Lo sloveno trionfa dopo una corsa epica: resiste, attacca e firma la sua impresa
Articolo sviluppato dalla redazione di Inbici News24
Il capolavoro atteso
La Milano-Sanremo 2026 entra nella storia con il sigillo di Tadej Pogačar, che trasforma la Classicissima di primavera in un’opera totale, fisica e narrativa. Non è una vittoria come le altre: è una conquista. Cade, si rialza, rincorre e poi attacca con una furia quasi primordiale, come se ogni pedalata fosse necessaria per affermare un destino atteso da anni.
La corsa più lunga e imprevedibile del calendario diventa finalmente sua.
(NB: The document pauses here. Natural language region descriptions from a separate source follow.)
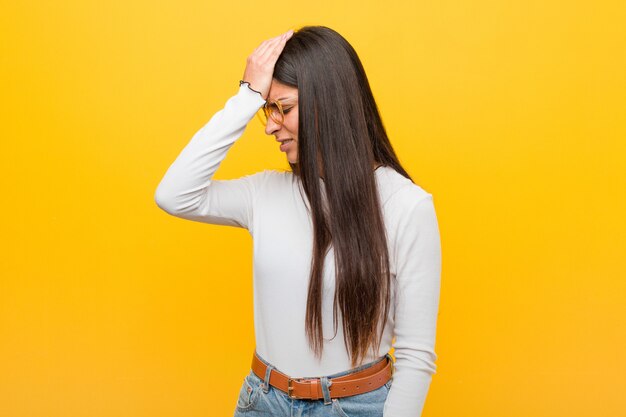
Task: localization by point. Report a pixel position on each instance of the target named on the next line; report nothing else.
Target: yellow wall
(510, 113)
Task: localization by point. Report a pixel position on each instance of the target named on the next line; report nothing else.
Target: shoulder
(402, 192)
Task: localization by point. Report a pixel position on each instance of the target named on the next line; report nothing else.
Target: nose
(271, 127)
Dopo tentativi, calcoli e occasioni sfiorate, lo sloveno trova il momento perfetto. Vince di un soffio, ma quel soffio vale un’intera carriera e lo consacra definitivamente tra i più grandi interpreti del ciclismo contemporaneo.
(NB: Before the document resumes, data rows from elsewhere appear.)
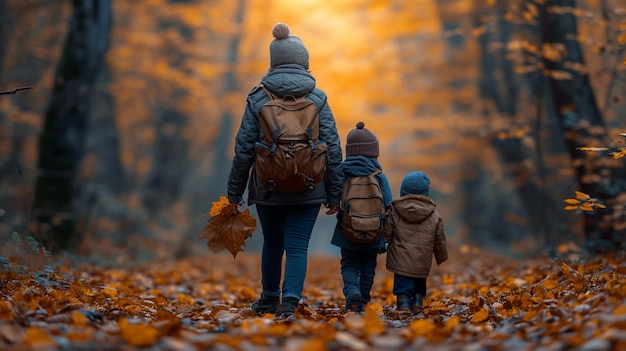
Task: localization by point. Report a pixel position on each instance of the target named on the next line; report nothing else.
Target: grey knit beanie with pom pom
(287, 48)
(361, 141)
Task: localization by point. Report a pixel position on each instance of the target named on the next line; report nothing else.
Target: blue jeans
(286, 229)
(357, 270)
(408, 286)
Il finale che cambia tutto
Sulla Cipressa si intravede la selezione, sul Poggio si compie il destino della corsa. Il ritmo si alza, il gruppo si spezza, restano solo i migliori. Tom Pidcock è l’ultimo ad arrendersi davvero, l’unico capace di restare a contatto con Pogačar mentre la gara si decide.
Il britannico perde, ma esce rafforzato: la sua è una prestazione da campione, fatta di coraggio e resistenza. Il suo secondo posto racconta di un talento destinato a lasciare il segno nelle grandi classiche.
Tra conferme e cadute
La Milano-Sanremo 2026 è segnata anche da episodi decisivi. Una caduta coinvolge alcuni protagonisti e modifica gli equilibri, senza però spegnere l’intensità della gara. Wout van Aert resta dentro la corsa con determinazione, dimostrando solidità e carattere anche in condizioni non ideali.
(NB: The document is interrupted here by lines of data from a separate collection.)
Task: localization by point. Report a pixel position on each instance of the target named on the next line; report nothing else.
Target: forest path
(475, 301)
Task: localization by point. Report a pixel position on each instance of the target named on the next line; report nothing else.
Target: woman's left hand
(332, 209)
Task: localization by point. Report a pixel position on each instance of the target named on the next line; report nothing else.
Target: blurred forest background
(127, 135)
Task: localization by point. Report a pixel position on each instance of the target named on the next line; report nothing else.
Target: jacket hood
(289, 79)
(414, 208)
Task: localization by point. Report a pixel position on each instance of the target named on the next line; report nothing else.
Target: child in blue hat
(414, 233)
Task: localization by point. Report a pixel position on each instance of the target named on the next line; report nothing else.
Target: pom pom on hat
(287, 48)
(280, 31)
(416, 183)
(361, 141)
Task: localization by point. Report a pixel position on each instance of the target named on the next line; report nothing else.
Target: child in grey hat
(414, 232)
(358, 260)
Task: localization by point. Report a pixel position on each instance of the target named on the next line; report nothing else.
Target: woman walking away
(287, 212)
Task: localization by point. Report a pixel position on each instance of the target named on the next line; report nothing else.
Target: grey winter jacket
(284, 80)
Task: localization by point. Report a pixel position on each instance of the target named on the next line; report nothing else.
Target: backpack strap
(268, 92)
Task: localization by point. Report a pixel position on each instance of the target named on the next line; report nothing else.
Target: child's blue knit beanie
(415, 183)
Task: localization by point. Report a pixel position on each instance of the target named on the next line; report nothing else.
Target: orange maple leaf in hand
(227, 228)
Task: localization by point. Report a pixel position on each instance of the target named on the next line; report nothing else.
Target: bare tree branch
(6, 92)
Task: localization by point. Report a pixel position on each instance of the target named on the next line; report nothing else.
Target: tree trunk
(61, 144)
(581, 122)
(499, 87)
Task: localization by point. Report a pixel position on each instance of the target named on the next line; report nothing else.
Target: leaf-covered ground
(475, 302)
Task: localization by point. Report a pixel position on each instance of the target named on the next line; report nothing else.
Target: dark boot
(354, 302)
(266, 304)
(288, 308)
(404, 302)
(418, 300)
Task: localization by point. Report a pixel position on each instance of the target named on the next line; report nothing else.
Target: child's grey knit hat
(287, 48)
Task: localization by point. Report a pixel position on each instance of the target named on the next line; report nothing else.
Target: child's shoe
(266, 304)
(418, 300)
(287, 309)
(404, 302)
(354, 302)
Giornata più complicata invece per Mathieu Van der Poel, tra i grandi favoriti della vigilia. Sul Poggio manca la brillantezza dei giorni migliori e la sua azione si spegne senza l’acuto atteso. Anche i campioni, a volte, devono fare i conti con i limiti del momento.
Il lavoro invisibile
Dietro il successo di Pogačar c’è il lavoro silenzioso dei gregari, che costruiscono la corsa senza mai apparire. Brandon McNulty pedala con generosità incredibile, copre vuoti e protegge il capitano in ogni momento. Accanto ai protagonisti di giornata c’è anche lui, Sylvan Dillier uomo di fiducia al fianco di Van Der Poel che guida il gruppo in testa per 199 chilometri, anticipando ogni pericolo e aprendo la strada ai grandi. Fa tutto quello che deve fare, e anche di più: è il motore invisibile della Classicissima, l’uomo che permette ai fenomeni di brillare.
Accanto a loro, le fughe romantiche di corridori come Martin Marcellusi aggiungono profondità alla corsa: sanno che il loro sogno probabilmente finirà prima del traguardo, ma la loro azione regala bellezza, coraggio e senso alla competizione.
Il senso di una vittoria
Quella conquistata nel 2026 non è solo una Monumento in più. Per Tadej Pogačar rappresenta un tassello fondamentale di una collezione straordinaria, che lo avvicina alla completezza assoluta. All’appello manca soltanto la Parigi-Roubaix, l’ultima grande sfida di un percorso già leggendario.
La sua impresa emoziona appassionati e protagonisti del ciclismo di ieri e di oggi, unendo generazioni diverse sotto il segno di un talento fuori dal comune. Sanremo esplode in un boato che non è solo gioia, ma riconoscimento collettivo.
È primavera. E questa volta ha il volto e il nome di Pogačar.